The Obama administration proposed a weird (and kind of clever) argument for legalizing gay marriage that would effectively legalize it in eight more states.
But not one justice seemed to buy that argument when the high court was hearing arguments Wednesday on California's gay marriage ban Proposition 8, SCOTUSBlog reports.
"It is an understatement to say that the justices were less than enamoured with the government's argument," SCOTUSBlog's John Bursch writes.
To be sure, the government's argument is a little weird. It says states that allow civil unions or domestic partnerships for gays should have to allow gay marriage too.

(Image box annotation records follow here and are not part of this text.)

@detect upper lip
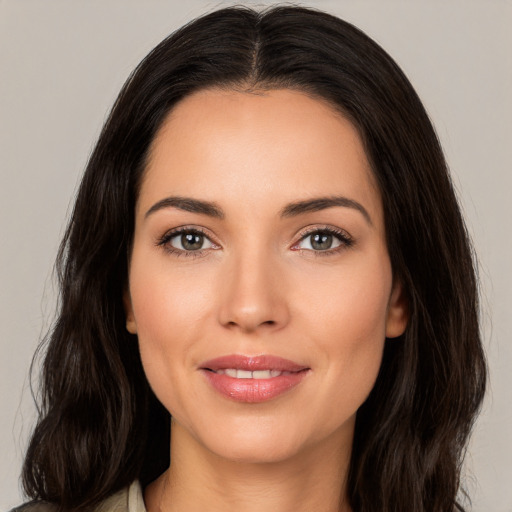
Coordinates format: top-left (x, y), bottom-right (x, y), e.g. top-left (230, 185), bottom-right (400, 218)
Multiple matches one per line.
top-left (200, 354), bottom-right (309, 372)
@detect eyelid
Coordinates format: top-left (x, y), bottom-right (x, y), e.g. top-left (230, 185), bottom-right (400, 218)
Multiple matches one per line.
top-left (155, 224), bottom-right (221, 257)
top-left (291, 225), bottom-right (354, 256)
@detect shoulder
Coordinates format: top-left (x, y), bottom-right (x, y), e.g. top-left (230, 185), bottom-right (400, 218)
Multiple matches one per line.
top-left (10, 480), bottom-right (146, 512)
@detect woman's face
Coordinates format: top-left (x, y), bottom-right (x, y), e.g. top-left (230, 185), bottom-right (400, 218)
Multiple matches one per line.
top-left (125, 90), bottom-right (406, 462)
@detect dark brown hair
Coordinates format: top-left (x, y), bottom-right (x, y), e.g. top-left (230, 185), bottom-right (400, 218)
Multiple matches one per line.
top-left (23, 7), bottom-right (486, 512)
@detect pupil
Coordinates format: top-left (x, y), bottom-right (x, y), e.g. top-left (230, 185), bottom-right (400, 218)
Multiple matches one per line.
top-left (311, 233), bottom-right (332, 251)
top-left (181, 233), bottom-right (203, 251)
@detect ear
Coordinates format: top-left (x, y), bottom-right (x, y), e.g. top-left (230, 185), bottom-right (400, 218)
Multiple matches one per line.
top-left (386, 281), bottom-right (409, 338)
top-left (123, 289), bottom-right (137, 334)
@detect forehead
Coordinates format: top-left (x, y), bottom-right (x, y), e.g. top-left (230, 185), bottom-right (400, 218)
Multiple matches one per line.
top-left (139, 89), bottom-right (380, 222)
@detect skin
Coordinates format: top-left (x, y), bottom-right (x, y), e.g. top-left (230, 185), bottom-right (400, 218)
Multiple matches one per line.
top-left (125, 90), bottom-right (407, 512)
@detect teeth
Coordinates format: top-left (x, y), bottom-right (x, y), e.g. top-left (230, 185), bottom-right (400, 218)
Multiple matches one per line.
top-left (215, 368), bottom-right (292, 379)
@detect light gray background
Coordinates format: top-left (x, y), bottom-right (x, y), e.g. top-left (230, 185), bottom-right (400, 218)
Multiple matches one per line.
top-left (0, 0), bottom-right (512, 512)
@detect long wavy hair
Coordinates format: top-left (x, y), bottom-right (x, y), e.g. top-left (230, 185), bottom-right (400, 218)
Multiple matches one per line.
top-left (23, 6), bottom-right (486, 512)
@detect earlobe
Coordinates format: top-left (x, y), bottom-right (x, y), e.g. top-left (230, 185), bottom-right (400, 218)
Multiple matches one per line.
top-left (123, 290), bottom-right (137, 334)
top-left (386, 281), bottom-right (409, 338)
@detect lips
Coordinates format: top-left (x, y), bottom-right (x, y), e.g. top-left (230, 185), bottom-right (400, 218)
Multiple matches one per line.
top-left (200, 354), bottom-right (310, 403)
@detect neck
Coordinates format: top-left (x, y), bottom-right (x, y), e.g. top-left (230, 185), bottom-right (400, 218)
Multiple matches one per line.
top-left (145, 423), bottom-right (352, 512)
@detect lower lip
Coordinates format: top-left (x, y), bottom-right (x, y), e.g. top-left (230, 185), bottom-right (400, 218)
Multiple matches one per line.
top-left (202, 370), bottom-right (309, 403)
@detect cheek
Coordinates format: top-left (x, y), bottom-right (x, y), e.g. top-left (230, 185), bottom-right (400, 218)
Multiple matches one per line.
top-left (130, 252), bottom-right (216, 411)
top-left (298, 252), bottom-right (392, 404)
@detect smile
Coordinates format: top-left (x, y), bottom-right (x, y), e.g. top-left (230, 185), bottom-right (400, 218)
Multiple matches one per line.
top-left (199, 354), bottom-right (311, 403)
top-left (212, 368), bottom-right (292, 379)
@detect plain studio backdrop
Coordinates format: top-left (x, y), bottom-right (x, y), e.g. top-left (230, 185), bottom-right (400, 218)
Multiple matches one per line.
top-left (0, 0), bottom-right (512, 512)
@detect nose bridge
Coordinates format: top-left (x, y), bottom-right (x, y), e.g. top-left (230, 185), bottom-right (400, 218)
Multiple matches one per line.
top-left (219, 245), bottom-right (288, 332)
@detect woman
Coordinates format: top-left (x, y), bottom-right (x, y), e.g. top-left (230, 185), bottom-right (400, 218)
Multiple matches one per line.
top-left (17, 7), bottom-right (486, 512)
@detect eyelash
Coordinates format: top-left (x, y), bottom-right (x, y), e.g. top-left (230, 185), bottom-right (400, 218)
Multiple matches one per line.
top-left (156, 226), bottom-right (354, 258)
top-left (156, 226), bottom-right (217, 258)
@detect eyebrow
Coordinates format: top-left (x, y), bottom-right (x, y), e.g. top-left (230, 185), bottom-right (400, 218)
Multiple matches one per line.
top-left (145, 196), bottom-right (373, 226)
top-left (281, 196), bottom-right (373, 226)
top-left (145, 196), bottom-right (224, 219)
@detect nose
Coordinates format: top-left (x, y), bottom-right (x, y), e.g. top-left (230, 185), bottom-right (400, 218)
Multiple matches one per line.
top-left (218, 247), bottom-right (290, 333)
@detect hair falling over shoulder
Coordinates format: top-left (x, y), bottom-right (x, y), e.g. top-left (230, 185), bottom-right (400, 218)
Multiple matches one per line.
top-left (23, 7), bottom-right (486, 512)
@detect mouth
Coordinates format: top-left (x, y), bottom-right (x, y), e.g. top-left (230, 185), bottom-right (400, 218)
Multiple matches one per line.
top-left (205, 368), bottom-right (296, 379)
top-left (199, 354), bottom-right (311, 403)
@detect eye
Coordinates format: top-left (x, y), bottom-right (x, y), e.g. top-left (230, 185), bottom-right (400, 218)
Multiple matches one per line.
top-left (294, 228), bottom-right (353, 252)
top-left (158, 228), bottom-right (217, 254)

The denial of marriage to same-sex couples, particularly when a state "grants same-sex partners all the substantive rights of marriage, violates equal protection," the Obama administration wrote in its "friend of court brief" in the Prop 8 case.

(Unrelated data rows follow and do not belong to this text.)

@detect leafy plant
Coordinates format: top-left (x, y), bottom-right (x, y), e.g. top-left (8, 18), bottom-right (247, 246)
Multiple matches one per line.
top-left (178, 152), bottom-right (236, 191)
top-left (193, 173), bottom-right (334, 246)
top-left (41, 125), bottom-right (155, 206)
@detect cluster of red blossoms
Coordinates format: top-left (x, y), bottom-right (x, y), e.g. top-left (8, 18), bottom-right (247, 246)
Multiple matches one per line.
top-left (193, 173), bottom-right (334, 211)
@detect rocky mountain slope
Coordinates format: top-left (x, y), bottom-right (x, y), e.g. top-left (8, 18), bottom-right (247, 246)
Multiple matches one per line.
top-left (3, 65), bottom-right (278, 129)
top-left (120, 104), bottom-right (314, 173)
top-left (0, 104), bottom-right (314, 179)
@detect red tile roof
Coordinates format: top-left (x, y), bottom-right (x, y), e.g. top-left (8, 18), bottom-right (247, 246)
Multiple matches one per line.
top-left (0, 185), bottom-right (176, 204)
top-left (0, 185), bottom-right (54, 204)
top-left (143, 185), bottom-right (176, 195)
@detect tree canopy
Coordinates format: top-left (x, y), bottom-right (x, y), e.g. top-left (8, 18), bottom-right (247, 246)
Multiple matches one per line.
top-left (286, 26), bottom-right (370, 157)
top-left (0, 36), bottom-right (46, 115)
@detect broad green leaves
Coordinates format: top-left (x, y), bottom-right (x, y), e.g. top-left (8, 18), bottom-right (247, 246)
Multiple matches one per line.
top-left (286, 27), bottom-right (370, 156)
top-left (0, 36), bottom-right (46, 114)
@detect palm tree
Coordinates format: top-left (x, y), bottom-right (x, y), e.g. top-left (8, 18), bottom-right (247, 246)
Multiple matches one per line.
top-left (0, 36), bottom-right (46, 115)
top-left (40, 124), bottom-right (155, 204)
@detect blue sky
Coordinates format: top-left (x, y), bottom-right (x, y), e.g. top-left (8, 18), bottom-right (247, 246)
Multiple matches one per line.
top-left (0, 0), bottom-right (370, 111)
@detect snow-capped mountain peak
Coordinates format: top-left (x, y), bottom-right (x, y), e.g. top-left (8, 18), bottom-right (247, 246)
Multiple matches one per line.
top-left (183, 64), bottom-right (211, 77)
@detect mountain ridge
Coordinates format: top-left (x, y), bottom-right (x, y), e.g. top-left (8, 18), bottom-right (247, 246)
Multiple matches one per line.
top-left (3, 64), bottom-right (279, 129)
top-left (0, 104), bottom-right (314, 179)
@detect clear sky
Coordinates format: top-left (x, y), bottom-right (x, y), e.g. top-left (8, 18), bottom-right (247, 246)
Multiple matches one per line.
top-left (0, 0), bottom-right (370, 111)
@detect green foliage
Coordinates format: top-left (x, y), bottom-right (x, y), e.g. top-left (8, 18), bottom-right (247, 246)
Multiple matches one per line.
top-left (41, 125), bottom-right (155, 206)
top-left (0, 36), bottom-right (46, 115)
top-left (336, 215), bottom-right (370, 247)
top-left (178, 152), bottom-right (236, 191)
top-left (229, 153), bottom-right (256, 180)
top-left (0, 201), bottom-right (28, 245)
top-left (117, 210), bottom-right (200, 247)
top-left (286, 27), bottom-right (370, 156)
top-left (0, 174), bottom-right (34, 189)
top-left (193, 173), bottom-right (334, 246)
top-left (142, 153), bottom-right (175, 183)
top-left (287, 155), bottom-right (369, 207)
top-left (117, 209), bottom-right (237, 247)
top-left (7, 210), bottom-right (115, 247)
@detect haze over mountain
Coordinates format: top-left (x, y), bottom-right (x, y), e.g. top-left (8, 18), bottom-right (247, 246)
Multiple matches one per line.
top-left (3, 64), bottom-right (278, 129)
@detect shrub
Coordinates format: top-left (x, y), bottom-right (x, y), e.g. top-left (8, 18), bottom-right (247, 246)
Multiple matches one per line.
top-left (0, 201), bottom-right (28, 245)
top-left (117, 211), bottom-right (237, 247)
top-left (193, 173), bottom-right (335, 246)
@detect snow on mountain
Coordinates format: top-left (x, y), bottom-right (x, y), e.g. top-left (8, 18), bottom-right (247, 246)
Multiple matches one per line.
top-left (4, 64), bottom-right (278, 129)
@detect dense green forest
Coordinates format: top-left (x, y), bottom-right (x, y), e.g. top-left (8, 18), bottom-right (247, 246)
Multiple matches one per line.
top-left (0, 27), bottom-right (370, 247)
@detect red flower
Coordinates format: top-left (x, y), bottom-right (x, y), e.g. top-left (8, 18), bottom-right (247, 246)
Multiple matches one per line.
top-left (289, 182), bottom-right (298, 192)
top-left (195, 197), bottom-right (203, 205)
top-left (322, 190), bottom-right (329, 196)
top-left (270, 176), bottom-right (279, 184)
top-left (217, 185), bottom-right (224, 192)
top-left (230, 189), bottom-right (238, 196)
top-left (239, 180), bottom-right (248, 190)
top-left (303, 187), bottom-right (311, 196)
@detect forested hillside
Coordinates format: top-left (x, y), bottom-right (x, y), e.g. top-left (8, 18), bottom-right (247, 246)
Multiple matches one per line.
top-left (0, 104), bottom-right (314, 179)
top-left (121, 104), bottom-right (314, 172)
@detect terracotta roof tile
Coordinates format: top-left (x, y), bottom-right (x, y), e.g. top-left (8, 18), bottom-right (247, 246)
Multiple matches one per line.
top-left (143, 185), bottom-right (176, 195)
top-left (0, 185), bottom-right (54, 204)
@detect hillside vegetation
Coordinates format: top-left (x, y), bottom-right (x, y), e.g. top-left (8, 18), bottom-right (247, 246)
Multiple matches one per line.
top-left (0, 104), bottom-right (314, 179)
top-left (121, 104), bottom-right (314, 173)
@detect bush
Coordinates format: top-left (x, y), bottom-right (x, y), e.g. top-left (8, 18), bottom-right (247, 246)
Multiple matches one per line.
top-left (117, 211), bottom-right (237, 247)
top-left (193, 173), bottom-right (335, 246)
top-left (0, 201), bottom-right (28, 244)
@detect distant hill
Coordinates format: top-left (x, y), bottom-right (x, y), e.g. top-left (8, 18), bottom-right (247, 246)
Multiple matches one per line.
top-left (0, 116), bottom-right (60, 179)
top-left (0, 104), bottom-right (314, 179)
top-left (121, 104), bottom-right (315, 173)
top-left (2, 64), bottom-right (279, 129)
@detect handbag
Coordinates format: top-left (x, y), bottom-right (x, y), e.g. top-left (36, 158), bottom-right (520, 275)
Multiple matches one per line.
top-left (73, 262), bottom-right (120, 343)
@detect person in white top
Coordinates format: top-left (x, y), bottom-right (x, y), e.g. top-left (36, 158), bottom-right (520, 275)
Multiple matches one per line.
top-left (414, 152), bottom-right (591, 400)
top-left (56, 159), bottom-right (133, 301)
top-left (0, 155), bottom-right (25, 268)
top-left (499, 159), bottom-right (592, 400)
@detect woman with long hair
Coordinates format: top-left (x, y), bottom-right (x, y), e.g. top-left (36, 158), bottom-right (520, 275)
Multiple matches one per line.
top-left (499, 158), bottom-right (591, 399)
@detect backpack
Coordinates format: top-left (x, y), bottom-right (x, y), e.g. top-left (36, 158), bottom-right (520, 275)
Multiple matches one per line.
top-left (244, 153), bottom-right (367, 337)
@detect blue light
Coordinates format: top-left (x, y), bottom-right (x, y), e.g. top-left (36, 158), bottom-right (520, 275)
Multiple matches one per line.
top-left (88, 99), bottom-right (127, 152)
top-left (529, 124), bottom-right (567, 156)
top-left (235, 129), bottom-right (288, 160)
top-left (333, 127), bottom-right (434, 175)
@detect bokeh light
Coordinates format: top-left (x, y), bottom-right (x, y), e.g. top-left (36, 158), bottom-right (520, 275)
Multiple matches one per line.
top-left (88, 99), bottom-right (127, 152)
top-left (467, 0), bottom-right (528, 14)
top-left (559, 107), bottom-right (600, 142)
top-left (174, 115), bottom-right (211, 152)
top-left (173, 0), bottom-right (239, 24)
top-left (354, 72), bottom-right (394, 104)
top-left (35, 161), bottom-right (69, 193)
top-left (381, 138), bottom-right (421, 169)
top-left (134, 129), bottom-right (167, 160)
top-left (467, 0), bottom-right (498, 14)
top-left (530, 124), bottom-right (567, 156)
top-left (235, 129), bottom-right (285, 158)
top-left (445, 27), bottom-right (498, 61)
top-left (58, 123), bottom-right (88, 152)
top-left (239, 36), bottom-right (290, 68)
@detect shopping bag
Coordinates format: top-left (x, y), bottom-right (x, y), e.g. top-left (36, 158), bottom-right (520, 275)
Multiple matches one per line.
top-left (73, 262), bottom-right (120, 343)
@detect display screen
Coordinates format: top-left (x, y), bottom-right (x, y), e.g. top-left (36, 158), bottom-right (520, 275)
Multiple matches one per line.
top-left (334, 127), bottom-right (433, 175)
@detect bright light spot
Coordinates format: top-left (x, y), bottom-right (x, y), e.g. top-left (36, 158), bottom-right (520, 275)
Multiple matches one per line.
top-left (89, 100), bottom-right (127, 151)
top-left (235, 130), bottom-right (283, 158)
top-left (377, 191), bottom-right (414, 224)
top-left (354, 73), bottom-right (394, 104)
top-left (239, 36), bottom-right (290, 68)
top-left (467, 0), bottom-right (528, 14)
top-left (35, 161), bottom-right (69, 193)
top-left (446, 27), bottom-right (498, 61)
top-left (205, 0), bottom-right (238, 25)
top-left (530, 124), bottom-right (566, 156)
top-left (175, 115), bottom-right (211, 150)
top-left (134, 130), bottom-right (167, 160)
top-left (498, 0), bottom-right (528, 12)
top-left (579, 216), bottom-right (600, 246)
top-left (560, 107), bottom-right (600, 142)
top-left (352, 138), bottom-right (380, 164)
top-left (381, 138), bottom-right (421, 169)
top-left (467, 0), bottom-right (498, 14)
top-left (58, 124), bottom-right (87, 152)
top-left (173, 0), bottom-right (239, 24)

However, states that don't even give gays the right to a civil union would not have to grant them marriage rights.
John Roberts, Anthony Kennedy, Samuel Alito, Sonia Sotomayor, Ruth Bader Ginsburg, and Stephen Breyer each seemed skeptical of this argument, SCOTUSBlog points out.
“So a State that has made considerable progress has to go all the way, but . . . if . . . the State has done nothing at all, then . . . it can . . . do as it will?” Ginsburg said.
Sotomayor said there was an "irony" to the Obama administration's "eight state solution."
The LA Times' David Savage has suggested that the "eight state solution" was meant to be politically pragmatic. It's possible the Obama administration didn't want to impose gay marriage on all the red states that haven't even give gays the right to civil unions.